Le projet Quinta Monroy dans la ville d’Iquique au Chili est considéré comme un concept révolutionnaire de logement social. Conçu en 2004, il a fourni des demimaisons bon marché, que les résidents ont ensuite pu achever en fonction de leurs moyens et envies. | © CRISTOBAL PALMA

Simon Gaberell, professeur à la Haute école de travail social (HETS – Genève) – HES-SO et responsable de CITÉ, ainsi que Carla Jaboyedoff, collaboratrice scientifique à CITÉ, ont commencé par mener des entretiens auprès des différents services étatiques pour comprendre la multiplicité des enjeux. Sur cette base, ils ont identifié les thématiques transversales et écrit les scénarios, puis les ont présentés lors d’ateliers. C’est lors d’un de ces échanges qu’un groupe a mis le doigt sur le noeud du problème: il leur manquait un cadre qui raconte le futur de ce quartier au-delà des chiffres et des délais. À partir de là, a émergé le besoin d’un récit fédérateur. Selon Raphaël Pieroni, «celui-ci doit permettre de donner une direction et faire en sorte que tout le monde puisse y contribuer en fonction de ses contraintes et de ses compétences».

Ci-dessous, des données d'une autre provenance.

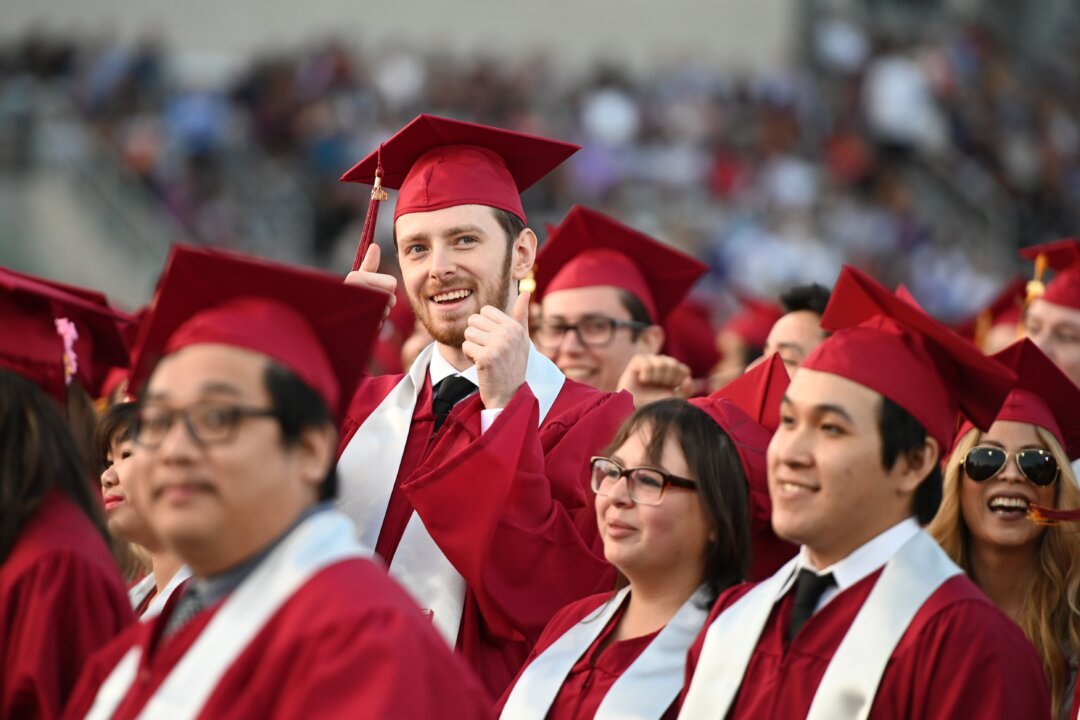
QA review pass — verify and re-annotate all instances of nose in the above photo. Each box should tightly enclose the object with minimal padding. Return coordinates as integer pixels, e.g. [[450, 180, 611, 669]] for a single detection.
[[102, 465, 120, 490]]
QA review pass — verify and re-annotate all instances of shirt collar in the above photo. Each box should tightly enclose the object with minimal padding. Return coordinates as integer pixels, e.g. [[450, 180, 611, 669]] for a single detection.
[[428, 344, 480, 388], [781, 517, 919, 603]]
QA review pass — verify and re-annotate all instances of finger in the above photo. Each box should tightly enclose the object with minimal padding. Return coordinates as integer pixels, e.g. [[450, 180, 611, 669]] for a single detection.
[[510, 293, 532, 330], [360, 243, 382, 272]]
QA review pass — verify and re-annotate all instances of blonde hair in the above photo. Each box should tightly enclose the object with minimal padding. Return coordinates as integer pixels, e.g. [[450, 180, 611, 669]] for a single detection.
[[927, 425, 1080, 717]]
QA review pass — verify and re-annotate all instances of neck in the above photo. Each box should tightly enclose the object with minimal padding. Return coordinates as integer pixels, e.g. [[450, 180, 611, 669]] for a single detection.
[[435, 342, 473, 372], [970, 542, 1038, 623], [612, 572, 702, 640], [150, 549, 184, 593]]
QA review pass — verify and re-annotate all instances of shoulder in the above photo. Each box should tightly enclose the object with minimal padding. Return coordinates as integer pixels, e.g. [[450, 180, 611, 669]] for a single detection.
[[0, 493, 123, 589]]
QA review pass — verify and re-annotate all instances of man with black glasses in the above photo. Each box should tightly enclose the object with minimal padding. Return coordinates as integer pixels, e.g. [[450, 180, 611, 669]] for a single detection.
[[67, 249, 488, 718], [534, 206, 706, 406]]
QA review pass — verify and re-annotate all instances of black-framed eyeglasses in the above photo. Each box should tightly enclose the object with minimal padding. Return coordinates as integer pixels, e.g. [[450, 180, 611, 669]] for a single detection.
[[589, 456, 698, 505], [532, 315, 649, 350], [963, 445, 1061, 487], [134, 403, 278, 450]]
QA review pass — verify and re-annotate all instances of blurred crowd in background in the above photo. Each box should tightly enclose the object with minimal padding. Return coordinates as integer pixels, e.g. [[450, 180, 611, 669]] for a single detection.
[[0, 18, 1080, 321]]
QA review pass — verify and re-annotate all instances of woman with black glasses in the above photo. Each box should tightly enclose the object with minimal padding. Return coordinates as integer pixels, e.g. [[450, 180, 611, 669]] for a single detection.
[[929, 340, 1080, 718], [501, 375, 779, 719]]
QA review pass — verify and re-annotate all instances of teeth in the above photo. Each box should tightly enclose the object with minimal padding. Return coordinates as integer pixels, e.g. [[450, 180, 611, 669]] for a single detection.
[[432, 290, 472, 302], [990, 498, 1027, 510]]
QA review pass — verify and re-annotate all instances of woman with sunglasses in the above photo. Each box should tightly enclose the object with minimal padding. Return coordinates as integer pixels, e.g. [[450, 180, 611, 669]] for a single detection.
[[501, 366, 786, 720], [929, 340, 1080, 717]]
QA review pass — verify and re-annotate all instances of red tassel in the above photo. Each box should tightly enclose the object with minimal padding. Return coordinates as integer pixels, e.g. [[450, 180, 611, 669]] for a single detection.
[[352, 145, 387, 272], [1027, 503, 1080, 527]]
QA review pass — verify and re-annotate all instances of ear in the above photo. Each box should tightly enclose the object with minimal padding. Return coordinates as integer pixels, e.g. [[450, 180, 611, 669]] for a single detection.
[[510, 228, 537, 280], [893, 435, 941, 494], [637, 325, 666, 355], [294, 423, 338, 489]]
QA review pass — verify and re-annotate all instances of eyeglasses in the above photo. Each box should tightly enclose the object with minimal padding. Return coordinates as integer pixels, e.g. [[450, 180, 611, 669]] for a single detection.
[[534, 315, 649, 350], [135, 405, 278, 450], [589, 457, 698, 505], [963, 445, 1061, 487]]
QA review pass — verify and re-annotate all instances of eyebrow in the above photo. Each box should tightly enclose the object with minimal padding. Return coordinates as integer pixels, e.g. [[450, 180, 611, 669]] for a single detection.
[[781, 394, 855, 425]]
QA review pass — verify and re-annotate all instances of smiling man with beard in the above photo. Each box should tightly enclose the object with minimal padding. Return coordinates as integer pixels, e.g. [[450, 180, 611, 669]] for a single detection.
[[338, 116, 633, 696]]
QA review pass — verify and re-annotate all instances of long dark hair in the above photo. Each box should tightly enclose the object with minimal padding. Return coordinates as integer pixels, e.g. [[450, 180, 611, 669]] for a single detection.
[[0, 368, 109, 562], [605, 398, 751, 604]]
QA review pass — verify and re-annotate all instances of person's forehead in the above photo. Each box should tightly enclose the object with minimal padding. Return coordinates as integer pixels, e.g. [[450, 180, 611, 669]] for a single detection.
[[785, 368, 881, 420], [394, 205, 501, 243], [540, 285, 630, 320], [146, 343, 270, 399]]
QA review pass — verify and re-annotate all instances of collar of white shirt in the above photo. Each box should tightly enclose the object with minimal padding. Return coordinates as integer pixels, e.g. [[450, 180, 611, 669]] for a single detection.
[[428, 344, 480, 388], [781, 517, 919, 611]]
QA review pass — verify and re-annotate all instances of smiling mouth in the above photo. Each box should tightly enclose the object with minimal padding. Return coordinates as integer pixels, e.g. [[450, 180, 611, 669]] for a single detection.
[[431, 289, 472, 303], [986, 495, 1030, 517]]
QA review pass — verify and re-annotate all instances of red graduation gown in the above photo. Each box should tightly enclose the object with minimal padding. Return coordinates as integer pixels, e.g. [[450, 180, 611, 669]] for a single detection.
[[496, 593, 677, 720], [684, 570, 1050, 720], [0, 492, 134, 718], [65, 559, 490, 720], [339, 376, 634, 698]]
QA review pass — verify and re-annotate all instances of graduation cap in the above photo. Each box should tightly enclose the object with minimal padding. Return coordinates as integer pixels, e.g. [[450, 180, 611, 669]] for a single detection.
[[534, 205, 708, 324], [0, 268, 126, 404], [341, 114, 581, 270], [956, 277, 1028, 348], [1020, 237, 1080, 310], [131, 246, 389, 420], [689, 355, 795, 580], [724, 293, 784, 349], [802, 266, 1016, 451], [6, 270, 135, 397]]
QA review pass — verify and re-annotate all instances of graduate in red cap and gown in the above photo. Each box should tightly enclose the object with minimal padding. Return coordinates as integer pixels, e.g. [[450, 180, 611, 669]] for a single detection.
[[65, 247, 488, 718], [680, 268, 1050, 718], [338, 116, 633, 697], [927, 339, 1080, 718], [0, 269, 133, 718], [1021, 237, 1080, 385], [501, 357, 797, 720], [534, 205, 707, 407]]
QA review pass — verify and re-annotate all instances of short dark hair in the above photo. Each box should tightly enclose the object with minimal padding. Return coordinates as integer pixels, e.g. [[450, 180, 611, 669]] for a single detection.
[[262, 361, 338, 501], [878, 397, 943, 525], [605, 398, 751, 606], [95, 402, 138, 464], [780, 283, 832, 315]]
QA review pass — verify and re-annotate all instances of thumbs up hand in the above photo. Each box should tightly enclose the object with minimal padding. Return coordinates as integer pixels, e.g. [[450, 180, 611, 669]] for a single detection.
[[461, 293, 530, 409]]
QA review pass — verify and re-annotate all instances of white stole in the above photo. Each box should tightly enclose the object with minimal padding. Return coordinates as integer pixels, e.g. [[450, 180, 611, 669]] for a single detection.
[[678, 530, 961, 720], [86, 511, 362, 720], [337, 343, 566, 648], [499, 587, 710, 720], [127, 565, 191, 622]]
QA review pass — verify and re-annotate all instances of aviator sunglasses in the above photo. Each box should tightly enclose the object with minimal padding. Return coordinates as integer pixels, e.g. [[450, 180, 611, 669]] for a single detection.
[[963, 445, 1058, 487]]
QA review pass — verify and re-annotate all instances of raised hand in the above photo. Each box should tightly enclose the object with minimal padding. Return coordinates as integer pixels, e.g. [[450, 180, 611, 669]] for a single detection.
[[461, 293, 530, 409], [619, 355, 693, 407]]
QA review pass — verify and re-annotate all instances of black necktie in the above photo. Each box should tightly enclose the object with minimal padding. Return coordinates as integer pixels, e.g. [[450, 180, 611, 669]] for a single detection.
[[787, 568, 836, 642], [431, 375, 476, 432]]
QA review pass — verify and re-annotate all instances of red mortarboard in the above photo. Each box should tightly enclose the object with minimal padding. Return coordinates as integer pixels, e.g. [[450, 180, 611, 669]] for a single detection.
[[341, 114, 581, 269], [690, 355, 796, 580], [8, 270, 135, 397], [802, 267, 1016, 452], [957, 338, 1080, 460], [131, 246, 389, 419], [663, 298, 720, 378], [1020, 237, 1080, 310], [535, 205, 708, 324], [956, 277, 1027, 348], [724, 294, 784, 349], [0, 268, 131, 403], [713, 353, 792, 433]]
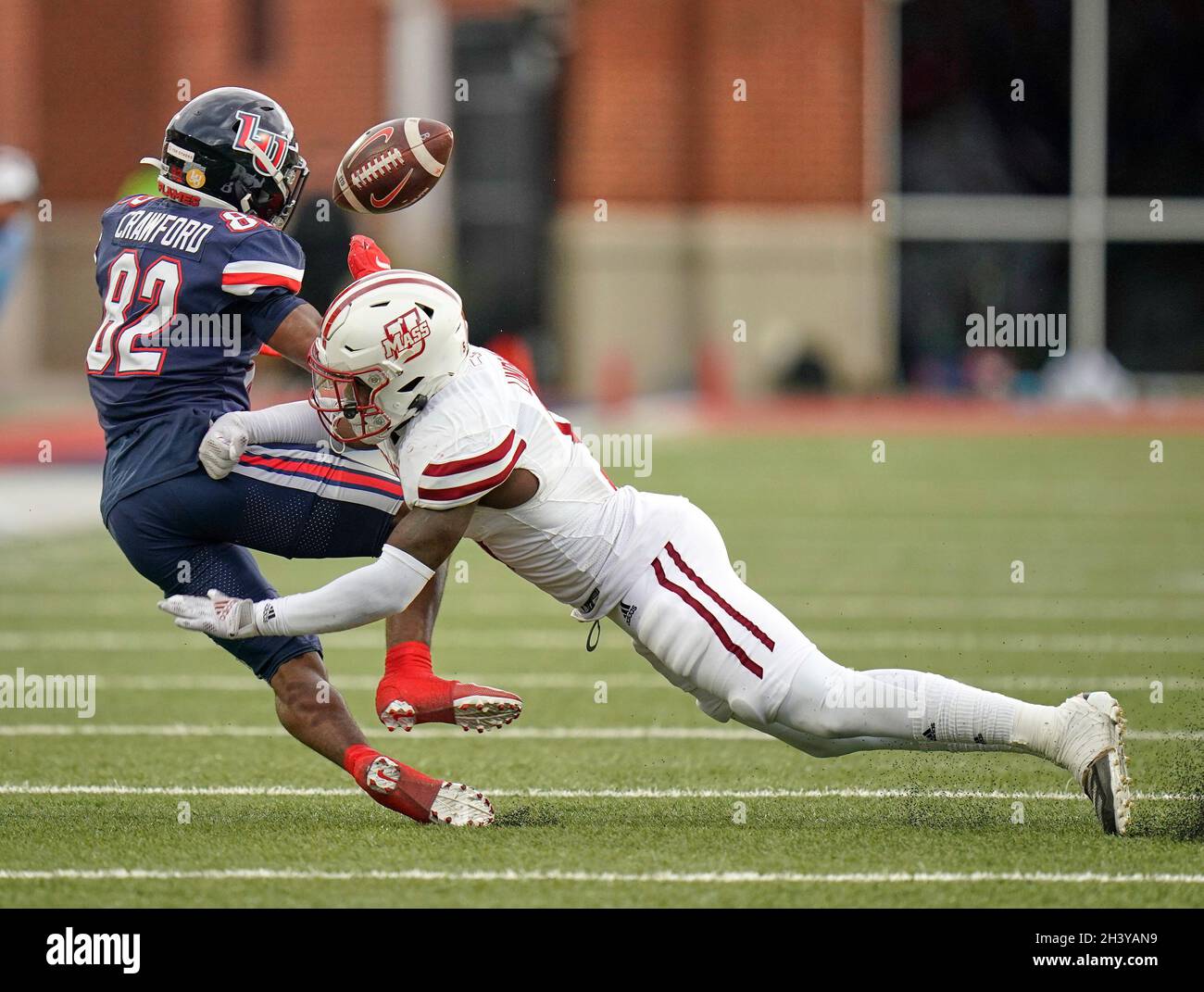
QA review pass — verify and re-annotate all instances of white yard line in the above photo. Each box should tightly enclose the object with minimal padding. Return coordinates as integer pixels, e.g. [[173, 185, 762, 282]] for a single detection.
[[72, 671, 1204, 694], [0, 722, 1189, 744], [0, 631, 1204, 655], [0, 783, 1204, 802], [0, 868, 1204, 885]]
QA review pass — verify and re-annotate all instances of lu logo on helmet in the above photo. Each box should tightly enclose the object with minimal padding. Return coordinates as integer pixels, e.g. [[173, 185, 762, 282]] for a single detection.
[[233, 111, 289, 176], [381, 307, 431, 364]]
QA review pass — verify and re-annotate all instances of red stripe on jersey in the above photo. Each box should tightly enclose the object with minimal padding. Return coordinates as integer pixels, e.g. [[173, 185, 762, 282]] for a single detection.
[[665, 543, 773, 651], [221, 272, 301, 293], [653, 559, 765, 679], [238, 455, 402, 499], [422, 430, 514, 478], [418, 441, 526, 502]]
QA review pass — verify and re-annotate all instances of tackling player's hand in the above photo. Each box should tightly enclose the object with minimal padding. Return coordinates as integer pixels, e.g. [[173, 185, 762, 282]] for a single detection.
[[196, 413, 250, 479], [159, 589, 259, 640], [346, 234, 393, 280]]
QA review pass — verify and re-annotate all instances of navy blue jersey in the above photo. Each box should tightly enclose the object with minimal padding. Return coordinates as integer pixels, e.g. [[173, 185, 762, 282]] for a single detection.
[[87, 196, 305, 518]]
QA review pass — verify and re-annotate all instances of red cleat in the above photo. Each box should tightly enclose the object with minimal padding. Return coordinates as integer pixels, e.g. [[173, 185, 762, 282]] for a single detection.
[[376, 640, 522, 734], [344, 744, 494, 827]]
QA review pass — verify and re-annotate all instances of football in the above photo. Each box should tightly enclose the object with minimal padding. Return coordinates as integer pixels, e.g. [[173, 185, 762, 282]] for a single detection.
[[333, 117, 454, 213]]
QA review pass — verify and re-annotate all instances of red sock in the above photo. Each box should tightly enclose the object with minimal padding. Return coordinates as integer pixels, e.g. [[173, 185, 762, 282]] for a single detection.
[[384, 640, 434, 676], [344, 744, 442, 823]]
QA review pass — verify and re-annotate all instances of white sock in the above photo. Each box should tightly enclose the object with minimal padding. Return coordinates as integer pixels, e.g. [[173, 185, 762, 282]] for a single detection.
[[775, 651, 1056, 756]]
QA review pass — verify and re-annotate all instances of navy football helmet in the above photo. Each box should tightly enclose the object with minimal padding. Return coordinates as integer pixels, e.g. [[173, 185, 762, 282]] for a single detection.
[[142, 87, 309, 229]]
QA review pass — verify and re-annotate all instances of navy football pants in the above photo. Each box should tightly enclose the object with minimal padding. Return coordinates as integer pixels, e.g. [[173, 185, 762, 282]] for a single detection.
[[105, 445, 401, 680]]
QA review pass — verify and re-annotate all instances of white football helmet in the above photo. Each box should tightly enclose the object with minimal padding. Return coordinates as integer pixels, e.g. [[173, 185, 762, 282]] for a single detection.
[[309, 269, 469, 442]]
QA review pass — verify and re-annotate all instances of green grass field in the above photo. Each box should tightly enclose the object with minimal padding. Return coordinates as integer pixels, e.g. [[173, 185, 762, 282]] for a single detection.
[[0, 434, 1204, 907]]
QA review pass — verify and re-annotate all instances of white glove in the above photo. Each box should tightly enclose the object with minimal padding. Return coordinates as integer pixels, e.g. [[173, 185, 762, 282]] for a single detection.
[[196, 412, 250, 479], [159, 589, 259, 640]]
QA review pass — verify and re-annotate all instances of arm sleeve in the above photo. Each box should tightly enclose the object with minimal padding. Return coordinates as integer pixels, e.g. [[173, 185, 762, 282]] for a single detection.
[[253, 544, 434, 637], [238, 400, 332, 445], [221, 228, 305, 342], [402, 425, 526, 509]]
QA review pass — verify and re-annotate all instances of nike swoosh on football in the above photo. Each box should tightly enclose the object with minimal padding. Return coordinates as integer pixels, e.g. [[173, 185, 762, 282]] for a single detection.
[[369, 169, 414, 208]]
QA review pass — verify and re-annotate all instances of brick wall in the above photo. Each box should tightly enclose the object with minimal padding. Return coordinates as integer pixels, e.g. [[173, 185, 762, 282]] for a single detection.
[[0, 0, 384, 201], [561, 0, 862, 205]]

Le délicat passage de la mise en oeuvre

«Des espaces de jeux insolites ont ainsi vu le jour, permettant la création de fresques urbaines, d’un espace d’installations artistiques, d’un skatepark ou encore d’une buvette.» Ou plutôt: «Le projet a su prévoir l’augmentation de la précarité climatique en construisant un lot d’habitations d’urgence basé sur un modèle d’autogestion.» Au-delà du choix d’une version, le passage le plus délicat reste celui de sa mise en place effective. «Elle doit correspondre à une certaine stratégie politique sur le moyen ou le long terme, souligne Raphaël Pieroni. Les passages de l’imaginaire aux effets concrets sur le monde, ou la matérialité du monde, nécessitent que tous les chaînons administratifs, politiques et publics soient au même diapason.» Une fois cette étape franchie, le récit peut prendre des formes variées selon les contextes, les objectifs ou le public cible, voire combiner plusieurs formes : texte, photographie, image de synthèse, schéma, etc.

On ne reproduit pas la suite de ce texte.